Roma, 24 marzo 2026 – Si avvicina il momento decisivo per le qualificazioni ai Mondiali di calcio 2026: tra il 26 e il 31 marzo, ventidue squadre si sfideranno per conquistare gli ultimi sei posti disponibili per la fase finale della competizione. Non solo Italia-Irlanda del Nord, ma anche un complesso intreccio di sfide che coinvolge le principali nazionali europee e alcune formazioni extraeuropee.
Il quadro delle qualificazioni europee: quattro percorsi per sedici squadre
Le qualificazioni europee si articolano in quattro percorsi, ognuno composto da due semifinali e una finale, con le squadre a più alto ranking che avranno il vantaggio di giocare in casa le semifinali. Tra gli incontri più attesi spicca la partita inaugurale del percorso A, Galles-Bosnia ed Erzegovina, in programma a Cardiff. Il Galles, reduce dalla storica partecipazione ai Mondiali 2022 in Qatar, punta a proseguire il suo cammino, mentre la Bosnia è chiamata a riscattarsi dopo un acceso scontro mediatico con il tecnico del Brøndby, Steve Cooper, accusato dal CT bosniaco di aver penalizzato il centrocampista Benjamin Tahirović per favorire il Galles. Il club danese ha però smentito tali accuse. La vincente di questo percorso affronterà in finale la squadra che uscirà dal confronto tra Italia e Irlanda del Nord, con il premio di accedere al Gruppo B del Mondiale, che include Canada, Qatar e Svizzera.
Negli altri percorsi europei per qualificarsi ai Mondiali 2026 si segnalano sfide di rilievo come Ucraina-Svezia e Polonia-Albania (percorso B), Turchia-Romania e Slovacchia-Kosovo (percorso C), e Danimarca-Macedonia del Nord contro Repubblica Ceca-Repubblica d’Irlanda (percorso D). Le vincitrici di ciascun percorso si qualificheranno per il Mondiale, andando a completare i gironi già formati con nazionali come Francia, Norvegia, Senegal, Giappone, Olanda, Tunisia, Australia, Paraguay, Stati Uniti, Corea del Sud, Messico e Sudafrica.

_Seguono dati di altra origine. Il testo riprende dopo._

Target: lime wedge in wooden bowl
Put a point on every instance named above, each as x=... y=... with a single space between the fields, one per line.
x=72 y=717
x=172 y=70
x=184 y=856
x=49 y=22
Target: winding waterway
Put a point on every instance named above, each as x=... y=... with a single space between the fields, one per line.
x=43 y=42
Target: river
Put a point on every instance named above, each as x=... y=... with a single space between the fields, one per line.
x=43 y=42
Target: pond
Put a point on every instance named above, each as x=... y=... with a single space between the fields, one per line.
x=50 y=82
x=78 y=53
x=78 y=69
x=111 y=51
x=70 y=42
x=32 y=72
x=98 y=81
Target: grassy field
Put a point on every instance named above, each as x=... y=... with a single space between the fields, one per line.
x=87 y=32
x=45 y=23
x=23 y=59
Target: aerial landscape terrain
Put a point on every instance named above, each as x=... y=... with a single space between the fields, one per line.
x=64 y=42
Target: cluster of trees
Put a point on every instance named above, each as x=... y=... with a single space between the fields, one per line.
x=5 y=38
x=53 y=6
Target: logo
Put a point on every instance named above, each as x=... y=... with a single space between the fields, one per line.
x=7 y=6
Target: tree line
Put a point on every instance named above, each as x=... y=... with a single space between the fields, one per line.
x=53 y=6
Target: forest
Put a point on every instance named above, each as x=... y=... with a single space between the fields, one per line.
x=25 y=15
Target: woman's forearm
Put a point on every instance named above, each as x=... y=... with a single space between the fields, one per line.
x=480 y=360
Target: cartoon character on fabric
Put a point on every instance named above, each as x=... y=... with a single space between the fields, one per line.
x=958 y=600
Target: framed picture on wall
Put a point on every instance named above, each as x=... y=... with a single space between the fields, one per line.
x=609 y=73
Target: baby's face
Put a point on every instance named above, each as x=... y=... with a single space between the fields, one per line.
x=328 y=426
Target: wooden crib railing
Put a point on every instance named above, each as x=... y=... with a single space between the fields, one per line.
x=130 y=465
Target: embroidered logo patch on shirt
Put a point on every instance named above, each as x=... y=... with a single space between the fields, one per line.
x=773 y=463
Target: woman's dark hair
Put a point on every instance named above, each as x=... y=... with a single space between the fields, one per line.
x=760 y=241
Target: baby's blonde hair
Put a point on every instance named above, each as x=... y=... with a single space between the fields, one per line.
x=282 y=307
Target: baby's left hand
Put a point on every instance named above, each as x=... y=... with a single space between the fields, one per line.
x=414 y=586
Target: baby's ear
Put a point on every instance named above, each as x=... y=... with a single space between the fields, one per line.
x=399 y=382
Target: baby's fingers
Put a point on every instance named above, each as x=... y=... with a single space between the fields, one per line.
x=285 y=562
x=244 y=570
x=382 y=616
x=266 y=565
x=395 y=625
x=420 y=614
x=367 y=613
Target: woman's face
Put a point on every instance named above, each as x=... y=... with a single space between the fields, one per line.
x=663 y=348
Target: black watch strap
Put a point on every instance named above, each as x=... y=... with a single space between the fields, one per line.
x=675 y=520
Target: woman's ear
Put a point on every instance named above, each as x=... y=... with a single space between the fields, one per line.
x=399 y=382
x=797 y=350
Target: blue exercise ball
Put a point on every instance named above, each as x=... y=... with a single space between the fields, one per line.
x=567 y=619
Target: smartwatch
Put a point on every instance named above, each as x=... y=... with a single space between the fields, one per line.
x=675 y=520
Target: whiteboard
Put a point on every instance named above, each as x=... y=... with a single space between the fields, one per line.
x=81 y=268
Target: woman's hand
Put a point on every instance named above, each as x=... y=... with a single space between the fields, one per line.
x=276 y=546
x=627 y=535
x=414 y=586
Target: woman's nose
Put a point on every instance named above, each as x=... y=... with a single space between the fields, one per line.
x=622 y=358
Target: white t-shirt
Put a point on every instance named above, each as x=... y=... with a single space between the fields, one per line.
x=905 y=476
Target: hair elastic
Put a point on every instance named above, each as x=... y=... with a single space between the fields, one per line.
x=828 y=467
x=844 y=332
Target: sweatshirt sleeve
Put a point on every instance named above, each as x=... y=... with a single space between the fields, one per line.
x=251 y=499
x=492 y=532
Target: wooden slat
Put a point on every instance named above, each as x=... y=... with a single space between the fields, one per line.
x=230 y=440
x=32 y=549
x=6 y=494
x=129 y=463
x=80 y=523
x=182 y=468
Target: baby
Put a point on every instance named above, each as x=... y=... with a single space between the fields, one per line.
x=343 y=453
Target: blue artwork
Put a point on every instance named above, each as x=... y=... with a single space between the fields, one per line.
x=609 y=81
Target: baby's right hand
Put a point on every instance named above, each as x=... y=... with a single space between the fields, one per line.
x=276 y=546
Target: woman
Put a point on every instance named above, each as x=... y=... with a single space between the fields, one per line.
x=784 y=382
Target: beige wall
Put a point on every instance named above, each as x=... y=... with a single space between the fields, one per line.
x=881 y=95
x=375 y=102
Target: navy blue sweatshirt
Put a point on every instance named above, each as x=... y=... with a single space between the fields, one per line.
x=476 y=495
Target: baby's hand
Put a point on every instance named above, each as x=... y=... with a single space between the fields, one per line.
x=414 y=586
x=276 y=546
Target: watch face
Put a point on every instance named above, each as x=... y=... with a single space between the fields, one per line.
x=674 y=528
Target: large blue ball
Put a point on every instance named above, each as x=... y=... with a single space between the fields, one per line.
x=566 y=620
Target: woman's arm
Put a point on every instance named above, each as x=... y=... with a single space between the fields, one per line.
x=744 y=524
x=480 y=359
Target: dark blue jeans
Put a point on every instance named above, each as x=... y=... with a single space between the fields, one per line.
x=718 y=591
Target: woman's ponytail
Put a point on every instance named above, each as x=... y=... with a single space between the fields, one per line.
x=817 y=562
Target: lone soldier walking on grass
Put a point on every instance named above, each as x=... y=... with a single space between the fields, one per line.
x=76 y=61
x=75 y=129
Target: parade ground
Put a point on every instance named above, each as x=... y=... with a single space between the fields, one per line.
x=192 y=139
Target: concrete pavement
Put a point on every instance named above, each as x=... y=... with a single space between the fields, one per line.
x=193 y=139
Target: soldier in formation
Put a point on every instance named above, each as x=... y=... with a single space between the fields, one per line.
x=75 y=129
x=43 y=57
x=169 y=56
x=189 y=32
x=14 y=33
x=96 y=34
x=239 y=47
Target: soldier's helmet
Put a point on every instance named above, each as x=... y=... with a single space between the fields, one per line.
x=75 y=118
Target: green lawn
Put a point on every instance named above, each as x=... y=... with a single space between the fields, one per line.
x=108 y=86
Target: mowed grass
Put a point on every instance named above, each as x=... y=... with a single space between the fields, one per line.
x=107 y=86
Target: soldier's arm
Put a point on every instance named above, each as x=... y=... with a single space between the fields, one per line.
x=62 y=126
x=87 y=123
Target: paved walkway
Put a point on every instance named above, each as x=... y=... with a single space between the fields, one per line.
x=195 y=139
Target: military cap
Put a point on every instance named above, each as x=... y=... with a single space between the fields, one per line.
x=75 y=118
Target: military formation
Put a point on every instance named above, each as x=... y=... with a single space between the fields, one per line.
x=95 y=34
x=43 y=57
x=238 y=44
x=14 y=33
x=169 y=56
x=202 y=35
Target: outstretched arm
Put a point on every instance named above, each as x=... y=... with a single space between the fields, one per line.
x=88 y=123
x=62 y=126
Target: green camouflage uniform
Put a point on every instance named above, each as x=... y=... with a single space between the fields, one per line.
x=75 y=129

Mondiali 2026: sei squadre per due posti
Oltre all’Europa, il torneo playoff FIFA vedrà in campo sei squadre di altre confederazioni, divise in due percorsi disputati nelle città messicane di Guadalajara e Monterrey. Nel percorso 1 è protagonista la Repubblica Democratica del Congo, unica africana rimasta in gara dopo aver eliminato Camerun e Nigeria, che affronterà la vincente di Nuova Caledonia-Giamaica. La squadra che uscirà da questo confronto si unirà al Gruppo K del Mondiale, insieme a Colombia, Portogallo e Uzbekistan.
Nel percorso 2, invece, la prima finalista è l’Iran, che torna a sperare dopo l’unica partecipazione ai Mondiali del 1986. Attende l’esito della sfida tra Bolivia e Suriname per completare il raggruppamento I, già comprendente Francia, Norvegia e Senegal.
Questo articolato sistema di spareggi garantirà che la competizione mondiale sia completata da sei squadre determinate e pronte a confrontarsi con le grandi potenze del calcio internazionale.